Jack rose, and the others with him. Staying within the clots of people, they followed Kirilenko as he entered a corridor with doors on either side. Hanging back, they saw him open a door on the left, halfway down the corridor, and as he went inside, they hurried along toward it.

“He’s gone into the CCTV control room,” Annika said.

“What does that mean?” Alli asked.

“He’s going to look at the closed-circuit video tapes of arrivals and departures,” Annika said.

“I’m willing to bet he has photos of us.” Jack rubbed his jaw meditatively. “We must have been picked up on the cameras at Zhulyany Airport in Kiev.”

Annika took an involuntary step back. “Which means he’s recognized me and has photos of the two of you.”

“Alli’s disguised,” Jack said, “but do you think he knows who I am?”

“Doubtful,” Annika said. “But even so it won’t take long for him to discover who you are.”

Jack eyed the closed door. “Then we’ll have to stop him from finding out.”

DENNIS PAULL had been staring at his computer for nine hours straight, scrolling through one restricted database after another in search of a chink in the cabinet members’ red, white, and blue armor. His bladder was full and he felt as if all the low-grade mozzarella he’d consumed had congealed in the pit of his stomach like a bocce ball. Pushing himself away from the screen, he rose and stumbled into the bathroom to relieve himself.

When he returned to his battle station he saw that a new piece of information had popped onto his screen. He’d just used his cursor to copy it when it vanished. Switching windows, he brought up a new Word document into which he deposited—he hoped, he prayed—what he’d snagged off the database. An instant later two lines of enciphered words appeared on a field of pristine white, followed by an echelon code Paull knew belonged to General Atcheson Brandt.

For a moment he stared at the gibberish, trying to place the cipher pattern, which seemed familiar to him. Then he had it: It was a particular NSA cipher used exclusively for Eyes-Only interdepartmental communications on its cell phones.

Switching to another Firefox tab, he logged on to the Department of Homeland Security site, then, using his proprietary ID code, accessed his department’s algorithm database. Once there, he fed the two lines of enciphered text into the algorithm engine, hit the Enter key, and sat back, waiting for the database to find the algorithm that would decipher the message Brandt had just sent.
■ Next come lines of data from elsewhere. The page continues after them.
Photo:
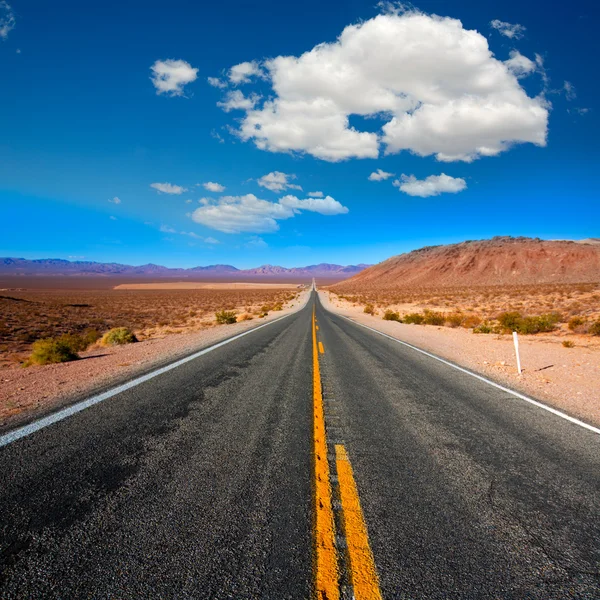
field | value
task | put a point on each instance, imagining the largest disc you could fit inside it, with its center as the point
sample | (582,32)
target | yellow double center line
(363,573)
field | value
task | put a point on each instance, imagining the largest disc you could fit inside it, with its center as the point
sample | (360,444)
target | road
(214,480)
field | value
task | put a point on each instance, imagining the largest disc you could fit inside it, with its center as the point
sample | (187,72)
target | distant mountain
(498,261)
(65,268)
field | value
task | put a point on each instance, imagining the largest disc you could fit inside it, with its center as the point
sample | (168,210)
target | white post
(516,340)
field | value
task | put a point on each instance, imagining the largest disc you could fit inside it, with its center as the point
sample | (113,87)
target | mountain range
(497,261)
(60,267)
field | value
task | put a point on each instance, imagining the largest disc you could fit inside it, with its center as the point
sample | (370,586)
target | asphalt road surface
(200,483)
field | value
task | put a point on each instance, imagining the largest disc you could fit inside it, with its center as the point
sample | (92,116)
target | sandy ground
(196,285)
(32,391)
(566,378)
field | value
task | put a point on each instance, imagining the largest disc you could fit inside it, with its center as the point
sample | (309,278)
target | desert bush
(433,318)
(226,317)
(576,323)
(595,328)
(471,321)
(391,315)
(415,318)
(455,319)
(51,350)
(118,336)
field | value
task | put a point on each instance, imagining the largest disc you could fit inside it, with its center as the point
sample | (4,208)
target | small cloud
(7,20)
(170,76)
(235,100)
(569,90)
(243,72)
(380,175)
(211,186)
(256,242)
(168,188)
(216,82)
(434,185)
(278,182)
(509,30)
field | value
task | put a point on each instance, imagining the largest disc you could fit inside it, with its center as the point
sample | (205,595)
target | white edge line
(554,411)
(21,432)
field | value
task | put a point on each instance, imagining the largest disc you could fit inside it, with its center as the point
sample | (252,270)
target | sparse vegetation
(225,317)
(51,350)
(118,336)
(413,318)
(391,315)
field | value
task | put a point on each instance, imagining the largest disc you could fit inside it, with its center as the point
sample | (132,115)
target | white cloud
(380,175)
(569,90)
(434,185)
(7,20)
(170,76)
(509,30)
(244,72)
(436,87)
(323,206)
(249,214)
(211,186)
(278,181)
(168,188)
(520,65)
(235,100)
(216,82)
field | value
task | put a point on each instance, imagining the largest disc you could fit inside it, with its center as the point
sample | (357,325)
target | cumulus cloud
(434,185)
(380,175)
(7,20)
(170,76)
(435,86)
(244,72)
(235,100)
(509,30)
(168,188)
(249,214)
(323,206)
(278,182)
(520,65)
(211,186)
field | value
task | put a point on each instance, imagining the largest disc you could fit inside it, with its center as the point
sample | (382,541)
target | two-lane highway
(207,481)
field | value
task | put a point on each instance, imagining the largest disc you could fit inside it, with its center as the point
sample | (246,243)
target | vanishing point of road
(310,458)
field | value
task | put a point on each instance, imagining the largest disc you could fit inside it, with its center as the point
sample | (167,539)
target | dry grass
(27,316)
(577,304)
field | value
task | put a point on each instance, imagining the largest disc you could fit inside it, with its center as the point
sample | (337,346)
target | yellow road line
(365,581)
(326,569)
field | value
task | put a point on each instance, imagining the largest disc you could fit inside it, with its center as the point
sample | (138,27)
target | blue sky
(508,139)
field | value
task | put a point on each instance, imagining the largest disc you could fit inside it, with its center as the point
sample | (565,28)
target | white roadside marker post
(516,340)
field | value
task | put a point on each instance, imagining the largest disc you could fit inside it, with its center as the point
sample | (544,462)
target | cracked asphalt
(197,483)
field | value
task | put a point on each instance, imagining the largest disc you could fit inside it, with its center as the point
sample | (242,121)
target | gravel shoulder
(565,378)
(28,393)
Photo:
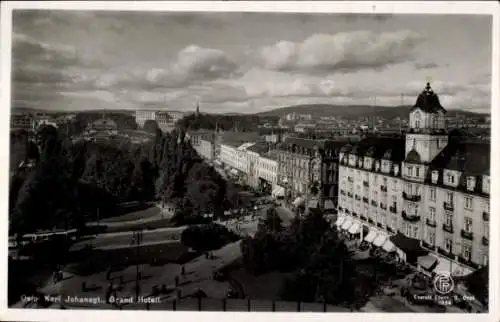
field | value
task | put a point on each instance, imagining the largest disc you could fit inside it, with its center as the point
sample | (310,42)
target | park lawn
(262,287)
(100,260)
(135,215)
(150,225)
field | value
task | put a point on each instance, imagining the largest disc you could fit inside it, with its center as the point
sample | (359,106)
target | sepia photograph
(238,161)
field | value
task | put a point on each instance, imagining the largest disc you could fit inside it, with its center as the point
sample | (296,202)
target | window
(448,245)
(431,237)
(432,194)
(448,219)
(449,197)
(468,202)
(470,183)
(415,232)
(432,213)
(466,251)
(468,224)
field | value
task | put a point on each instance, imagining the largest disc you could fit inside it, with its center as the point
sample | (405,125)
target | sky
(246,62)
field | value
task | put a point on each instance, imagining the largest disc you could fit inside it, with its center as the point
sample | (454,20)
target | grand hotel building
(430,184)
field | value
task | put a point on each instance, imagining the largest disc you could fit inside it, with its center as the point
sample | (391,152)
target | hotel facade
(304,163)
(430,185)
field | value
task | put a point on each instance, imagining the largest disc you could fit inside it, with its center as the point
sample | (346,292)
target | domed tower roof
(345,148)
(355,149)
(413,157)
(370,152)
(428,101)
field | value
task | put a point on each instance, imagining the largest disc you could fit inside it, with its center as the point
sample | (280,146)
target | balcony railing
(485,241)
(448,228)
(411,197)
(467,262)
(427,245)
(430,223)
(446,253)
(410,218)
(448,206)
(467,234)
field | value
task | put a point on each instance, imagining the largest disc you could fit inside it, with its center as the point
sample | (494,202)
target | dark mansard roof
(428,101)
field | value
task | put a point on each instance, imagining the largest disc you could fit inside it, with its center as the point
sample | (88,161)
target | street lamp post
(137,239)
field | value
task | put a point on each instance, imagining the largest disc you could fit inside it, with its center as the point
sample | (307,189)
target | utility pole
(137,239)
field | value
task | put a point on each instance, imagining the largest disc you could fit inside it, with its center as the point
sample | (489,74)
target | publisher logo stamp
(443,283)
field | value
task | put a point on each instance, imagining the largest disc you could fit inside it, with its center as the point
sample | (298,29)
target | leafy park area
(313,257)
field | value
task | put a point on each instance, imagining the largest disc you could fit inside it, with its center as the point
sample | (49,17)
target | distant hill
(353,111)
(48,111)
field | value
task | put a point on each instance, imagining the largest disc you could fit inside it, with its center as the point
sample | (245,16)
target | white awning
(459,270)
(347,223)
(279,192)
(355,228)
(389,246)
(444,266)
(329,205)
(313,204)
(339,221)
(447,266)
(427,261)
(380,239)
(371,236)
(298,201)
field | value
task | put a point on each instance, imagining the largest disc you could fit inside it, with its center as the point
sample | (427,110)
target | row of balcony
(449,254)
(446,205)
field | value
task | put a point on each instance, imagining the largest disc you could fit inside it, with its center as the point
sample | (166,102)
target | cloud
(345,51)
(192,65)
(425,65)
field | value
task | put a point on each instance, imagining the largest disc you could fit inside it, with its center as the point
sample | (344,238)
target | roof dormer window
(471,183)
(434,176)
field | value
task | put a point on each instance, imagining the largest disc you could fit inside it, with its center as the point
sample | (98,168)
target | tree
(272,221)
(151,126)
(207,237)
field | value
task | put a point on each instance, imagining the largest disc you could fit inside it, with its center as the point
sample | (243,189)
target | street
(124,239)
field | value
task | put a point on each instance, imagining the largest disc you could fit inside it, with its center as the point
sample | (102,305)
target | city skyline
(242,62)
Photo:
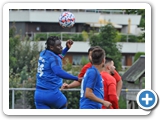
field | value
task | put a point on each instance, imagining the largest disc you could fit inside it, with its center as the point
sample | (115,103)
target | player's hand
(64,86)
(69,44)
(107,104)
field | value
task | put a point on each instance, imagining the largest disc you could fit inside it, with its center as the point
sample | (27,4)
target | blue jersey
(93,80)
(50,72)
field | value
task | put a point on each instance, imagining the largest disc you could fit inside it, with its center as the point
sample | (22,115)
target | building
(30,21)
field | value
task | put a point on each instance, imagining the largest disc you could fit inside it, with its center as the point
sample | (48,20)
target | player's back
(46,77)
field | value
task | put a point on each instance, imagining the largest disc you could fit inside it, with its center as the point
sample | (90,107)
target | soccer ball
(67,19)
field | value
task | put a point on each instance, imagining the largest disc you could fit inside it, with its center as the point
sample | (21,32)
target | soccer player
(49,76)
(109,83)
(92,92)
(83,71)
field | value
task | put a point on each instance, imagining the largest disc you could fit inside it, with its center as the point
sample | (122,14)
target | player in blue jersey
(50,74)
(92,85)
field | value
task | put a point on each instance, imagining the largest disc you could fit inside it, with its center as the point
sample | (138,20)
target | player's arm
(61,73)
(119,83)
(90,95)
(119,88)
(65,50)
(71,85)
(112,96)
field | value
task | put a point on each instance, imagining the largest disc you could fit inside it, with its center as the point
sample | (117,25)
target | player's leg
(39,100)
(57,100)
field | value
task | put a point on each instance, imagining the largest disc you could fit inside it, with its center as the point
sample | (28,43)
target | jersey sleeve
(84,69)
(113,99)
(117,76)
(112,96)
(65,50)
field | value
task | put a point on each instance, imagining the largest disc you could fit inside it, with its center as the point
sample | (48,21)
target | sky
(153,69)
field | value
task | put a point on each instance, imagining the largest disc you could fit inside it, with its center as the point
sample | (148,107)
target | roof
(135,71)
(129,47)
(82,47)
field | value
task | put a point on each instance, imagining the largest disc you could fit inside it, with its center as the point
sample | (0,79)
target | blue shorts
(50,99)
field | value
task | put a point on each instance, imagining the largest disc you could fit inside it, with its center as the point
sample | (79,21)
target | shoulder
(88,65)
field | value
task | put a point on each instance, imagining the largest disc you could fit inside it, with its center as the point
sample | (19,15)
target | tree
(23,57)
(142,21)
(106,40)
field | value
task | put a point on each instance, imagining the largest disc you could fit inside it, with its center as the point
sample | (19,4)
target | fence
(32,89)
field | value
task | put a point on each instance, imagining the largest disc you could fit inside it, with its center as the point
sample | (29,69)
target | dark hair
(108,59)
(92,48)
(98,55)
(51,41)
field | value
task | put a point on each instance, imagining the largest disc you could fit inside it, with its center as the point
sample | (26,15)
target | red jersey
(88,65)
(84,69)
(110,93)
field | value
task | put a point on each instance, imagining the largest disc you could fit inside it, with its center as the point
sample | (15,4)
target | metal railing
(73,89)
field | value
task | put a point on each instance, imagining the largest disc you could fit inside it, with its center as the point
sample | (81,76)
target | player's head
(54,44)
(109,65)
(98,56)
(90,52)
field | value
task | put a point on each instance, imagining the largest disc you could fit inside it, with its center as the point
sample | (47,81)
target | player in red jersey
(109,83)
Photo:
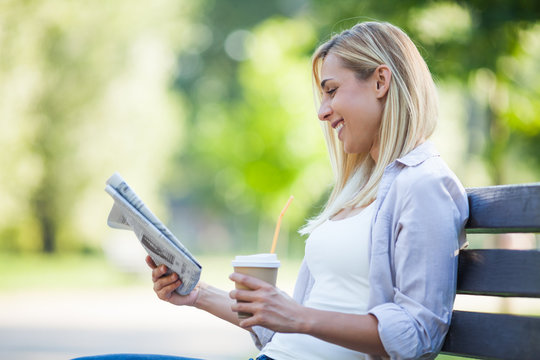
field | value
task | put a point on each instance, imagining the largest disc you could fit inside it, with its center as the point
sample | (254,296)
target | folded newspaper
(130,213)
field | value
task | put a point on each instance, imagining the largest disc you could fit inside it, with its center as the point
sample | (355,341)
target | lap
(133,357)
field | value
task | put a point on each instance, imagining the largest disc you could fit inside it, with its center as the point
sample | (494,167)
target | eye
(331,91)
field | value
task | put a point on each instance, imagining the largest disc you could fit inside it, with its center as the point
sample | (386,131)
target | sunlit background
(206,109)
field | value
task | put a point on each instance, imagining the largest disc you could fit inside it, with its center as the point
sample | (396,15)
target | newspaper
(130,213)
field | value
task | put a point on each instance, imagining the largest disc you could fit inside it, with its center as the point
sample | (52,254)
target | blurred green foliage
(206,109)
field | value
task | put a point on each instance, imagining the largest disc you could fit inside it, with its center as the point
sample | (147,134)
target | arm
(203,296)
(414,307)
(274,310)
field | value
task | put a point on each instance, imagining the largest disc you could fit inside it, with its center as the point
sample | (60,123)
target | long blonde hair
(409,115)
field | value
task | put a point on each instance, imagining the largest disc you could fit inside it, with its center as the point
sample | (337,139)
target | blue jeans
(133,357)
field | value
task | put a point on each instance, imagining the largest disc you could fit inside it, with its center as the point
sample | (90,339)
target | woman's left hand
(271,307)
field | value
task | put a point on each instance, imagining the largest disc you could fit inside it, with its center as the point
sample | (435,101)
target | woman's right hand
(166,284)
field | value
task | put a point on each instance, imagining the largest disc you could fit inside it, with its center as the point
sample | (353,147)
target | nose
(325,110)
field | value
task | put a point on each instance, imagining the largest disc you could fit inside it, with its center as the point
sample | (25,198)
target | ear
(382,76)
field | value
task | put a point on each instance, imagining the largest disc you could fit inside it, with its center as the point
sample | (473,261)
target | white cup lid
(256,260)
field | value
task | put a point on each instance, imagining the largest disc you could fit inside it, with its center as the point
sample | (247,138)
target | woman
(380,268)
(379,272)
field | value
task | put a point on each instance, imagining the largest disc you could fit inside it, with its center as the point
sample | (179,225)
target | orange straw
(278,225)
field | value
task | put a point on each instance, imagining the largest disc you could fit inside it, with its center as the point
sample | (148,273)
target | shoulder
(431,173)
(430,182)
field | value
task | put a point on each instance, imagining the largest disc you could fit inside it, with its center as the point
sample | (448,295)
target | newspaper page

While he waited he thought about the choices he’d made in his life, the people he had had to befriend, rely on, depend on, even though he knew that at some point, if the opportunity arose, they would betray him or denounce him in order to advance their own career path. With the possible exception of Edward Carson he was surrounded by a pack of sharks all too eager to take a chunk out of him the moment they smelled blood in the water, or even before, in some cases. And yet he’d gone ahead and forged these alliances, even, when the occasion demanded it, putting himself in these people’s debt. He forced himself not to see what he didn’t want to see, what would otherwise stop him from doing what had to be done in order to rise to his position of power within the current administration.

Was there nothing people like General Brandt wouldn’t do to gain power, he asked himself rhetorically. Was there really no line that these people—he among them—wouldn’t cross to keep accumulating power?

A moment later he had his answer. The two lines of gibberish were replaced by the deciphered text: XEX ANNIKA DEMENTIEVA AND JACK MCCLURE.

Jesus , he thought as he ran a trembling hand through his hair. Jesus Christ . At first he thought it must be a mistake, perhaps he inputted the encrypted text incorrectly, so he sent it back through the department’s algorithm engine, careful to get each letter right. The same message came back at him like a punch in the solar plexus.

It couldn’t be, but there it was in front of him in black and white. “EX” meant that General Brandt had put out a sanction—an immediate death sentence—on the subjects. The “X” prefix meant “use all available methods at your disposal.”